Deploy traefik in GKE using (L7) Google HTTP/S Load balancer

Monday, February 15, 2021

Using Google Load Balancers in GKE

Google Cloud proposes multiple types of load balancers and we can use those in GKE.

Usually, the first thing we do in GKE when we need to expose a service is to set its type to type: LoadBalancer. Under the hood, GCP automatically creates a Regional External TCP/UDP Network Load Balancer (L4) that gives us an IP address in Kubernetes to reach our service.

This LoadBalancer is flexible as we can expose TCP services such as ssh (used with git for example) or jnlp ports for Jenkins agents. One downside however is that it is regional and that can cause latency if the service is to be accessed from a distant region.

To deal with global latency, I think a good solution is to use a L7 Google External HTTP(S) Load Balancer because, according to Google, it uses Google frontends that are distributed globally and operate together using Google’s global network and control plane. Of course this load balancer works only with HTTP/S, so we can’t use it to reach a ssh server, but that covers most of the use cases exposing web servers (web sockets are also supported).
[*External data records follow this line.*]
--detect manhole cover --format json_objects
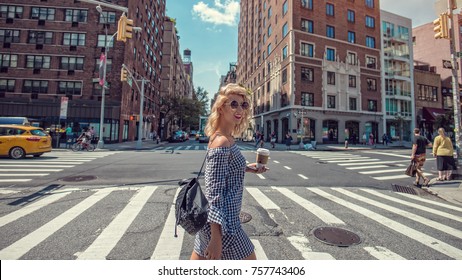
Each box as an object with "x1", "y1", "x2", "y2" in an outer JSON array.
[
  {"x1": 391, "y1": 184, "x2": 417, "y2": 195},
  {"x1": 239, "y1": 211, "x2": 252, "y2": 224},
  {"x1": 61, "y1": 175, "x2": 96, "y2": 182},
  {"x1": 313, "y1": 227, "x2": 361, "y2": 247}
]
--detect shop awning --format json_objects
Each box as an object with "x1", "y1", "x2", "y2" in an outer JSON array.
[{"x1": 422, "y1": 107, "x2": 446, "y2": 122}]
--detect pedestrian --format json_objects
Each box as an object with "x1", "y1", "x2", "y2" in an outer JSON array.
[
  {"x1": 191, "y1": 84, "x2": 267, "y2": 260},
  {"x1": 271, "y1": 131, "x2": 276, "y2": 149},
  {"x1": 66, "y1": 125, "x2": 74, "y2": 148},
  {"x1": 433, "y1": 127, "x2": 457, "y2": 181},
  {"x1": 284, "y1": 132, "x2": 293, "y2": 150},
  {"x1": 411, "y1": 128, "x2": 432, "y2": 187}
]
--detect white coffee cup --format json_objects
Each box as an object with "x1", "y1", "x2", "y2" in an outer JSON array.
[{"x1": 257, "y1": 148, "x2": 270, "y2": 168}]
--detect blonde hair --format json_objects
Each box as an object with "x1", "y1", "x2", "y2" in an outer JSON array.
[{"x1": 205, "y1": 83, "x2": 251, "y2": 136}]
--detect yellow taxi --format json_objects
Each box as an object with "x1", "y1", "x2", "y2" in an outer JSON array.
[{"x1": 0, "y1": 124, "x2": 51, "y2": 159}]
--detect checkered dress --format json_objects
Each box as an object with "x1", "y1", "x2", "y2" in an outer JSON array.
[{"x1": 194, "y1": 144, "x2": 254, "y2": 260}]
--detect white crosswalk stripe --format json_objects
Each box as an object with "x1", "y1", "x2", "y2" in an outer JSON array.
[
  {"x1": 292, "y1": 151, "x2": 435, "y2": 181},
  {"x1": 0, "y1": 151, "x2": 117, "y2": 183},
  {"x1": 0, "y1": 186, "x2": 462, "y2": 260}
]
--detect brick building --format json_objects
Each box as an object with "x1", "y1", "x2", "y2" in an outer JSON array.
[
  {"x1": 0, "y1": 0, "x2": 165, "y2": 142},
  {"x1": 237, "y1": 0, "x2": 382, "y2": 143}
]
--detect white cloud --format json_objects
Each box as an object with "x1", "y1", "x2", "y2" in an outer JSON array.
[{"x1": 193, "y1": 0, "x2": 239, "y2": 26}]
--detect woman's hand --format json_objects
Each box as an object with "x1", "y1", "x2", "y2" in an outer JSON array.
[{"x1": 245, "y1": 162, "x2": 269, "y2": 174}]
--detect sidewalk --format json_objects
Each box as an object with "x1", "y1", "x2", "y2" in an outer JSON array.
[{"x1": 61, "y1": 140, "x2": 462, "y2": 206}]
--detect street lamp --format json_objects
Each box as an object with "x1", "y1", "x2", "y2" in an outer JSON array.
[{"x1": 96, "y1": 5, "x2": 109, "y2": 149}]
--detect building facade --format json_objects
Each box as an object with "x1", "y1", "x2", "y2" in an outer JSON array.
[
  {"x1": 237, "y1": 0, "x2": 383, "y2": 143},
  {"x1": 0, "y1": 0, "x2": 165, "y2": 142},
  {"x1": 380, "y1": 11, "x2": 416, "y2": 141}
]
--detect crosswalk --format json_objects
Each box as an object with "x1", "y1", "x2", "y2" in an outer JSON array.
[
  {"x1": 292, "y1": 151, "x2": 435, "y2": 181},
  {"x1": 0, "y1": 185, "x2": 462, "y2": 260},
  {"x1": 0, "y1": 151, "x2": 117, "y2": 183},
  {"x1": 152, "y1": 144, "x2": 256, "y2": 151}
]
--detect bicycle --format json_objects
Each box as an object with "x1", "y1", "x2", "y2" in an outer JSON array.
[{"x1": 71, "y1": 139, "x2": 96, "y2": 152}]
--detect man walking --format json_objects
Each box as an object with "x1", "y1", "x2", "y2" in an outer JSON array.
[{"x1": 411, "y1": 128, "x2": 432, "y2": 187}]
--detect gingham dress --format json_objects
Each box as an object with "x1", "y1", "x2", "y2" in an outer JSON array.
[{"x1": 194, "y1": 144, "x2": 254, "y2": 260}]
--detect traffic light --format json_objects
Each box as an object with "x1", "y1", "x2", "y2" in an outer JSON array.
[
  {"x1": 120, "y1": 68, "x2": 128, "y2": 82},
  {"x1": 433, "y1": 13, "x2": 449, "y2": 39},
  {"x1": 117, "y1": 14, "x2": 133, "y2": 42}
]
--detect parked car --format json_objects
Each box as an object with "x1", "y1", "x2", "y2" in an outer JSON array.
[{"x1": 0, "y1": 125, "x2": 51, "y2": 159}]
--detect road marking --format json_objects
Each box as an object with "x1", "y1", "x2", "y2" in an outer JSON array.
[
  {"x1": 151, "y1": 188, "x2": 185, "y2": 260},
  {"x1": 272, "y1": 187, "x2": 345, "y2": 225},
  {"x1": 77, "y1": 187, "x2": 157, "y2": 260},
  {"x1": 363, "y1": 246, "x2": 405, "y2": 260},
  {"x1": 332, "y1": 188, "x2": 462, "y2": 239},
  {"x1": 245, "y1": 188, "x2": 281, "y2": 210},
  {"x1": 306, "y1": 188, "x2": 462, "y2": 259},
  {"x1": 0, "y1": 189, "x2": 110, "y2": 260},
  {"x1": 250, "y1": 239, "x2": 268, "y2": 260}
]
The Google cloud documentation provides some benchmarks from Germany to us-central1 with the following results:

Option	Ping	TTFB
No load balancing	110 ms to the web server	230 ms
Network Load Balancing	110 ms to the in-region network load balancer	230 ms
HTTP(S) Load Balancing	1 ms to the closest GFE	123 ms

That’s definitely an improvement!

There are also interesting features available with the Google L7 load balancer such as the integrations with Cloud CDN and the Identity-Aware Proxy. Cloud CDN allows to cache HTTP content close to users, this is particularly useful when the web app we are hosting includes heavy javascript libs to be downloaded by the browser. The Identity-Aware Proxy allows to restrict HTTP/S access to a list of users/groups that have a google account.

To use a HTTP load balancer instead of a network load balancer, we need to expose a service through google ingress and set type: NodePort in the service object (more details in here).

Choosing an ingress controller

The way we indirectly use those load balancers in Kubernetes can have an impact on the costs.

For example, the L4 load balancer is the default kind of load balancer used by the Voyager ingress controller which, by design, uses a load balancer per ingress (more details in here). Say you have 10 services you need to expose, you will use 10 ingresses and GCP will create 10 L4 load balancers.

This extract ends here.